La sífilis es en la actualidad, en todo el mundo, una de las patologías infecciosas más frecuentes y el diagnosticarla suele ser generalmente un gran desafío debido al habitual polimorfismo de presentación de la enfermedad. Se trata de una enfermedad crónica y sistémica desde los primeros momentos, que atraviesa por diferentes etapas en las cuales, en el lapso de algo más de un año, el sujeto pasa de ser altamente infectante a transformarse en un portador latente de la enfermedad. [1]

Huésped:

Los seres humanos son los únicos hospedadores naturales.

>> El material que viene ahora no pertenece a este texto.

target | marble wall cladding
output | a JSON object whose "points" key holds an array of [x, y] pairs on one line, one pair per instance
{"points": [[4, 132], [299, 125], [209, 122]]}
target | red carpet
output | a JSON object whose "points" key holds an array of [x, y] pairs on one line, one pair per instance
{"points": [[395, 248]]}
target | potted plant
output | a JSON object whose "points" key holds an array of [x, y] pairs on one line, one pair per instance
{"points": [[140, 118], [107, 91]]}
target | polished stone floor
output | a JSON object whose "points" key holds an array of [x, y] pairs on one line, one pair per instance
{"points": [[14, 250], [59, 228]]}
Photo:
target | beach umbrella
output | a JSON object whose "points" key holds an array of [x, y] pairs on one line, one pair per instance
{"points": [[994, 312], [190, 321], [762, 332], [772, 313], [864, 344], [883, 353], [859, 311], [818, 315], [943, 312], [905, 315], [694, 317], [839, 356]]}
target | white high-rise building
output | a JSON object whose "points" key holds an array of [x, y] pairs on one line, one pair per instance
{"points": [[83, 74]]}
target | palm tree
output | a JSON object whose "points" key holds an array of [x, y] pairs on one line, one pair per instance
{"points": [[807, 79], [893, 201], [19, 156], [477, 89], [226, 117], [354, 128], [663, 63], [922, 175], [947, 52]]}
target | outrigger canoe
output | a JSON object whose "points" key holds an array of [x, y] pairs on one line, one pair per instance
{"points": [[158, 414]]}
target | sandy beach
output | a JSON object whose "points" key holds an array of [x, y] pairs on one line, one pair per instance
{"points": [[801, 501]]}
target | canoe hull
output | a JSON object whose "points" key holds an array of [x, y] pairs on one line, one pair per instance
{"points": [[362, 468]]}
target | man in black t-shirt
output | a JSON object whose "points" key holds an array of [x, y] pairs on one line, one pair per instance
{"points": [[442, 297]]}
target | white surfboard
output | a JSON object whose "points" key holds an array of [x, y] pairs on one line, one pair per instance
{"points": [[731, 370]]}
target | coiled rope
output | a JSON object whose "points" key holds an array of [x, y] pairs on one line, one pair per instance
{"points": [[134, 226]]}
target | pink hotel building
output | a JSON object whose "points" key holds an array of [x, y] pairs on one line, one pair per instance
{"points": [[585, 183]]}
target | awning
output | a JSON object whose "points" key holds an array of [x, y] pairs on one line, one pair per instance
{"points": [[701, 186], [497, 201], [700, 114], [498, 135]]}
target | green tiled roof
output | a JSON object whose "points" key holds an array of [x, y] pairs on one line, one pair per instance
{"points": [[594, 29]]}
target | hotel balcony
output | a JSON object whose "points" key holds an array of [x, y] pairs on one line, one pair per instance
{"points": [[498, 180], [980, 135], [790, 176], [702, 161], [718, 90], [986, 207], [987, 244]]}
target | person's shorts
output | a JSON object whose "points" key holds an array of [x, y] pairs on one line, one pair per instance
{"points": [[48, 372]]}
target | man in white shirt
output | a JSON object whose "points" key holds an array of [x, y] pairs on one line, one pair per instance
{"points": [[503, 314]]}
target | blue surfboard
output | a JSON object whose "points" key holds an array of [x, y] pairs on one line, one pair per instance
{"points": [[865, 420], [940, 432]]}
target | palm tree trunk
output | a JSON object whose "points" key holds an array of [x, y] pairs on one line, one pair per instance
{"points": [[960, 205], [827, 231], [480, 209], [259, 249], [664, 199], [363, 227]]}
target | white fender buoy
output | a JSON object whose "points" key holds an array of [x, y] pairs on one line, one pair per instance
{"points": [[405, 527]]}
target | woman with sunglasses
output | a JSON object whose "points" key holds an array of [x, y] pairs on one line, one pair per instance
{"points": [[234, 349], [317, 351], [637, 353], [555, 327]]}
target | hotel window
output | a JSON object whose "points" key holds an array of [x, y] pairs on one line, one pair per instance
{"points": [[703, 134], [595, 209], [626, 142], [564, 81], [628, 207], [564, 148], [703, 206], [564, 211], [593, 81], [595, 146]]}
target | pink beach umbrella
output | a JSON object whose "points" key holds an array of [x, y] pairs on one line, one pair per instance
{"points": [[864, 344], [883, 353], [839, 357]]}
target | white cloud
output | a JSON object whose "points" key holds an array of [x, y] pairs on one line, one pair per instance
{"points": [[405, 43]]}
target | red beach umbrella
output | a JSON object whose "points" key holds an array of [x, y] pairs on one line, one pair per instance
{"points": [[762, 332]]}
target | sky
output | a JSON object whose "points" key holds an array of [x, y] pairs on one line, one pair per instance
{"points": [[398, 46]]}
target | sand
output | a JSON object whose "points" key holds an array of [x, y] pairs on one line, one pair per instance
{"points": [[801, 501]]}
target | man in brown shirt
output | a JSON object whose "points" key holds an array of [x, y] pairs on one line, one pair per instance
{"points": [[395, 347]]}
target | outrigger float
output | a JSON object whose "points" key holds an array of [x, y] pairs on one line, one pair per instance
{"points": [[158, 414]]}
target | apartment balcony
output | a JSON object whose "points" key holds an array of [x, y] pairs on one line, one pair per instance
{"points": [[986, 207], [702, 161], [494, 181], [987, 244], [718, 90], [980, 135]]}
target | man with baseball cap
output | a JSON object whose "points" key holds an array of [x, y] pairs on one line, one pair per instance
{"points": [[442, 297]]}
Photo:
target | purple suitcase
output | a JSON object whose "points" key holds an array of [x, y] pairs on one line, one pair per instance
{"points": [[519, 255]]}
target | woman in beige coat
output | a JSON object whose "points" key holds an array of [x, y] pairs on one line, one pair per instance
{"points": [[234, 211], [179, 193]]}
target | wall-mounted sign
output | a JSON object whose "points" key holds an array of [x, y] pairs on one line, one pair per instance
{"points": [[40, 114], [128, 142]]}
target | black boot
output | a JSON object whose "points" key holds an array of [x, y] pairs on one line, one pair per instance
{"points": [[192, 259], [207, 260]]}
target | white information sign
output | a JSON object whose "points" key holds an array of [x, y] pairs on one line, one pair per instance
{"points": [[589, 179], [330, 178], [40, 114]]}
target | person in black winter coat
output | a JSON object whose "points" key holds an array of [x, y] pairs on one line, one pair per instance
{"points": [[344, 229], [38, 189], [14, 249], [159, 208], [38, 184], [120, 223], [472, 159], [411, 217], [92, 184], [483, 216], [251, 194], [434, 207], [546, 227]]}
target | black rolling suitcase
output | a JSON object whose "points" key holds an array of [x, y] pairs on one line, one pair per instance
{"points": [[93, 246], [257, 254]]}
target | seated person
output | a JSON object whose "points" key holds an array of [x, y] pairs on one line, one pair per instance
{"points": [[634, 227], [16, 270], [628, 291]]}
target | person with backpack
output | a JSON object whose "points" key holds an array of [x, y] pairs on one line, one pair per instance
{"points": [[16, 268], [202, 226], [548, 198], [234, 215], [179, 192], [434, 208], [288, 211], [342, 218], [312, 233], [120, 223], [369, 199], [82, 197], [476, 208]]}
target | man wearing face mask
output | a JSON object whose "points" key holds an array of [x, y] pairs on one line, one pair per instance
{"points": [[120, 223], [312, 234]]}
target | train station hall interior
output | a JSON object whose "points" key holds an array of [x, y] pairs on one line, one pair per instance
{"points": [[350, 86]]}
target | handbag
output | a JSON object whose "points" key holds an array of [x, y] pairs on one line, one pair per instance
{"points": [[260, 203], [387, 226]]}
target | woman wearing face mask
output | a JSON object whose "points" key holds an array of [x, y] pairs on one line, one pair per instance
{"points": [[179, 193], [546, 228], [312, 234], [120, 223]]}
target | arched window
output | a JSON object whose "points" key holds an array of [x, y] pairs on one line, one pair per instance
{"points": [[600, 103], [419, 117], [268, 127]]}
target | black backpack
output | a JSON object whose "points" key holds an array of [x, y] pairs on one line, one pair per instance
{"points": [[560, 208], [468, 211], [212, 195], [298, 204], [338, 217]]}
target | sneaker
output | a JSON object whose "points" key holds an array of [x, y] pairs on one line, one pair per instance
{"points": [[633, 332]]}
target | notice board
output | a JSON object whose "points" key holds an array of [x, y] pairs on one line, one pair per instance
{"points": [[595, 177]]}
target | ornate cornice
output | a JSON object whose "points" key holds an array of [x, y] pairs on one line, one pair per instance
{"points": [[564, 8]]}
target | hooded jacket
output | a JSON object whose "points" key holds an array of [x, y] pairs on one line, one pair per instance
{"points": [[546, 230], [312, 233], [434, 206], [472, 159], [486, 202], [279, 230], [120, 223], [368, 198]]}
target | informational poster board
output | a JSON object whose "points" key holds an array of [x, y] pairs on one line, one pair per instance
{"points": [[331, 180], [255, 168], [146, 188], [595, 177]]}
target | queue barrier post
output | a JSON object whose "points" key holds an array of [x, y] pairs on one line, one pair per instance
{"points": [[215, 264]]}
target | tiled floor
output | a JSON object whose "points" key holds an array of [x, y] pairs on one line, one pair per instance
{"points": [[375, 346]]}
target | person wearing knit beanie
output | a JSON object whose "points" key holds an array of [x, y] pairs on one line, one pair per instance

Agente: Treponema Pallidum

Es una bacteria en forma de espiral (espiroqueta), gram negativa, que penetra a través de la mucosa o la piel y se puede transmitir mediante el contacto sexual directo o de una manera congénita. [2, 3]

Ambiente:

La sífilis tiene una distribución universal y no tiene una incidencia estacional, siendo la tercer enfermedad bacteriana de transmisión sexual más frecuente en EE.UU. [3]

Enfermedades clínicas:

Primaria 

Aparece dos o tres semanas (este tiempo es variable) después de la inoculación y está representada clínicamente por una lesión erosiva o úlcera (chancro) y adenopatía satélite regional. El chancro típico suele ser una erosión única, indolora, infiltrada (chancro duro) que no deja cicatriz tras su resolución. Sin embargo las lesiones pueden ser múltiples y dependería de la cantidad del inóculo, así como de las características anatómicas del sitio de localización.

Secundaria 

Las lesiones dermatológicas de esta etapa, se presentan en 45-60 días (puede ser más prolongado) después de haber aparecido el chancro. Son generalizadas, múltiples, polimorfas, contagiosas y resolutivas. Compromete piel, mucosas, faneras y se acompañan de importantes manifestaciones generales similares a un cuadro seudogripal, incluyendo dolor de garganta, cefalea, fiebre, mialgias, anorexia, linfadenopatías.

Terciaria

Se caracteriza por una inflamación difusa y crónica que puede producir una gran destrucción en casi cualquier órgano o tejido. Las lesiones granulomatosas se pueden encontrar en el hueso, la piel y otros tejidos. Las espiroquetas se introducen en el sistema nervioso central durante las fases precoces de la enfermedad y pueden desarrollarse síntomas neurológicos como meningitis, en llos primeros meses.

Congénita

La mayoría de los niños infectados nacen sin indicios clínicos de la enfermedad, pero se puede producir una rinitis que se sigue de un exantema maculopapular generalizado y descamativo. Las malformaciones dentales y óseas, la ceguera, la sordera y la sífilis cardiovascular son frecuentes en niños no tratados que sobreviven a la presentación inicial de la enfermedad.

Referencias

[1] Bermejo, A., & Leiro, V. (2011). Sífilis. El desafío permanente. Dermatología Argentina17(2), 156-159.[2] Arévalo, N., Dahbar, M., Casco, R., Donatti, L., & Allevato, M. (2012). Infecciones de transmisión sexual. Act Terap Dermatol35, 260-265.[3] Murray, Patrick R. et. al. (2014). Microbiología Médica. 7ma Edición. Barcelona: Elsevier, España S.L.U.